Remzi Dogan -

Objectives: This study aims to evaluate and compare the accuracy, comprehensiveness, and readability of responses generated by ChatGPT-3.5 and ChatGPT-4.0 to common patient questions regarding pharyngitis. Design: A cross-sectional study design was employed, wherein 30 potential patient questions regarding pharyngitis were posed to both ChatGPT-3.5 and ChatGPT-4.0. The questions were categorized into general information, diagnosis, treatment and management, and complications. Setting: The study was conducted online, with evaluations carried out independently by five ENT specialists and three ENT residents using a standardized questionnaire. Participants: Five ENT specialists with over 10 years of experience and three ENT residents with more than three years of experience participated in grading the responses. Main Outcome Measures: Responses were assessed for accuracy using a four-point grading system. Readability was evaluated using the Flesch-Kincaid Grade Level and Flesch Reading Ease scores. Statistical analysis was performed using chi-square tests for accuracy and independent samples t-tests for readability. Results: ChatGPT-4.0 provided more comprehensive and accurate responses than ChatGPT-3.5, with significant improvements observed across all questions (p = 0.01).

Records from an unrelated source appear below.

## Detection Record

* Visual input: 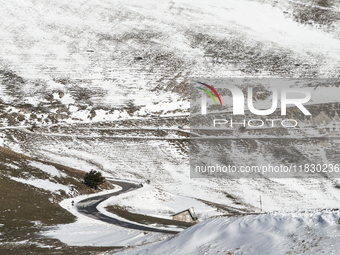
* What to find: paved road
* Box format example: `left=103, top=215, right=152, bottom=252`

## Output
left=76, top=180, right=179, bottom=234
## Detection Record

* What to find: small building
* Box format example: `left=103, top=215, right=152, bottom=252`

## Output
left=171, top=207, right=198, bottom=223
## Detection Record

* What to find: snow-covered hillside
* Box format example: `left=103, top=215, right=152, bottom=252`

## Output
left=114, top=211, right=340, bottom=255
left=0, top=0, right=340, bottom=254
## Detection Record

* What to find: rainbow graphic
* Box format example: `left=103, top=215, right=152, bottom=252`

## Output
left=196, top=81, right=222, bottom=105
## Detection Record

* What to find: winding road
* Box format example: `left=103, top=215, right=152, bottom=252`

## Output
left=76, top=180, right=179, bottom=234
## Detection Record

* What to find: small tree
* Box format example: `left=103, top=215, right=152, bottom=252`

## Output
left=84, top=169, right=105, bottom=188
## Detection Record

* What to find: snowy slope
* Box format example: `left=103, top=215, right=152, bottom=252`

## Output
left=113, top=211, right=340, bottom=255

However, no significant differences were noted in specific sections (p > 0.05). Readability scores indicated both versions required a high educational level, with ChatGPT-4.0 showing marginally better readability (p < 0.05). Conclusion: While ChatGPT-4.0 showed enhanced accuracy compared to ChatGPT-3.5, both versions exhibited high reading difficulty, underscoring the need for more accessible language in AI-generated medical content. Further research is necessary to improve readability and define the safe integration of AI in healthcare.